Da dirigente azzurro è stato Campione del Mondo nel 2006. In serie A ha realizzato 156 reti in 289 partite, con una media gol di più di una rete ogni due gare (più precisamente 0,54 gol a partita – come Beppe Signori – meglio come media, tra quelli che lo precedono come reti realizzate, hanno fatto solo Gunnar Nordahl, Giuseppe Meazza e Gabriel Batistuta). Ha ricevuto il Collare d’Oro, massimo riconoscimento sportivo in Italia. Nonostante tutto, Riva è sempre stato lo stesso. Solitario, ombroso: lo stesso ristorante da una vita, le stesse persone, gli stessi incontri, le stesse azioni quotidiane, da quando abbandonò il calcio giocato e poi, quello da dirigente.
Quando da bambino guardavo le sue foto rimanevo incantato: la sua elevazione, i suoi movimenti in campo ricordavano quelli di un eroe omerico, così diverso dai giocatori attuali. Più avanti scoprii anche che quell’uomo aveva avuto un’infanzia difficile (perse i genitori giovanissimo) e che soprattutto aveva un cervello, una dignità, un pensiero che andavano ben al di là delle semplici giocate calcistiche. Quell’uomo era un lombardo diventato sardo. Rispettoso, vicino ai bisogni di un popolo, quello isolano, che non ha mai avuto tantissimi motivi per essere felice. Povero da ragazzo, non si dimenticò mai delle sue origini. Per questo rimase sempre, da giusto, dalla parte dei deboli, dei bisognosi, delle persone senza ambizioni (lui stesso, al di là del personaggio, era una persona senza grandi ambizioni). Un uomo. Quando arrivò giovanissimo (e tifoso interista), in un aeroporto di Elmas che assomigliava più ad una pista di atterraggio per ultraleggeri, nel 1963 pensò subito di scappare. Precedentemente aveva giocato solo con il Laveno Mombello, sul lago Maggiore, squadra del paese che si trovava accanto al suo (Leggiuno), dove faceva anche il meccanico, e con il Legnano, in serie C. Non se ne andò mai più. Non ascoltò mai le sirene delle grandi squadre che avrebbero fatto follie per averlo. Ha sempre voluto il Cagliari. E così è stato. Sino alla fine.
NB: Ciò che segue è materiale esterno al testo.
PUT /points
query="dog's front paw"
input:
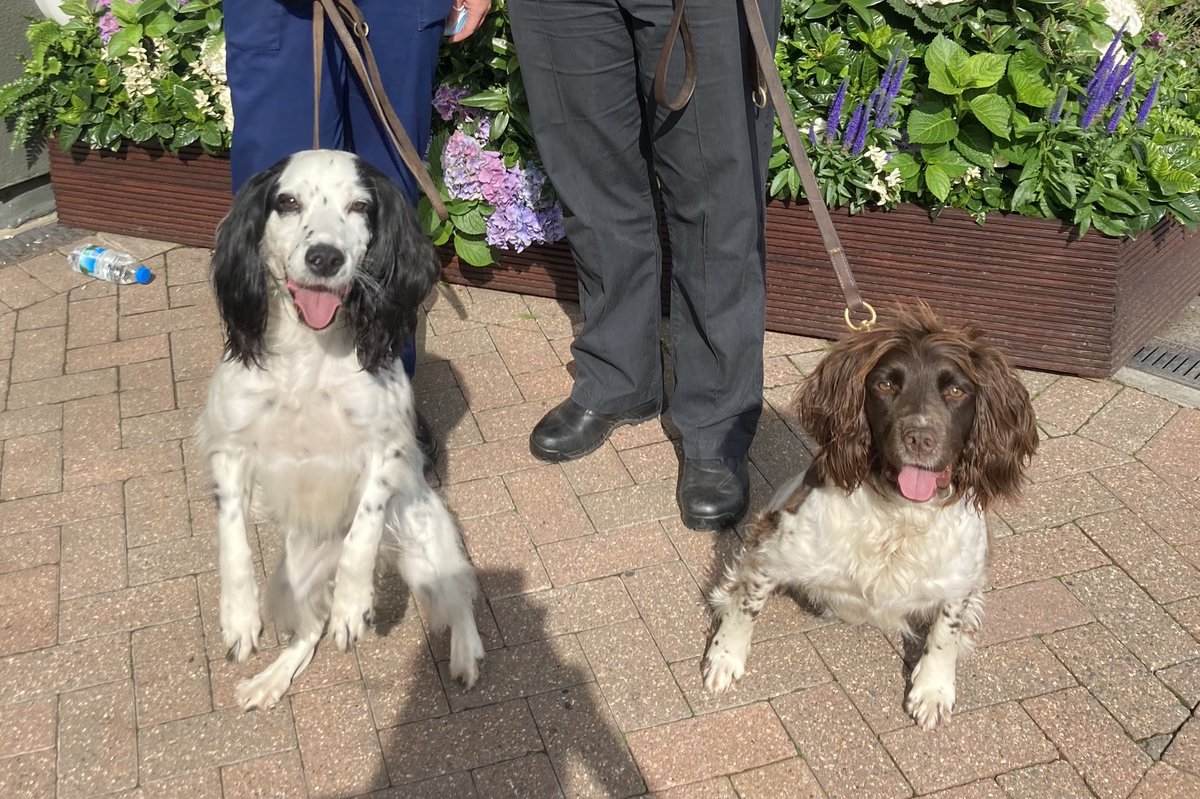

In campo era una forza della natura: mancino naturale, giocava con la maglia numero 11, agiva sulla sinistra per poi accentrarsi. Tiro terrificante, doti aeree impressionanti, Riva aveva un coraggio eccezionale. I tifosi del Cagliari e della Nazionale lo adoravano, i tecnici, gli avversari, i compagni di squadra lo rispettavano. Gianni Brera per lui coniò il soprannome “Rombo di Tuono”, mentre i i tifosi del Cagliari lo chiamavano “Arrogadottu” (“Rompitutto”).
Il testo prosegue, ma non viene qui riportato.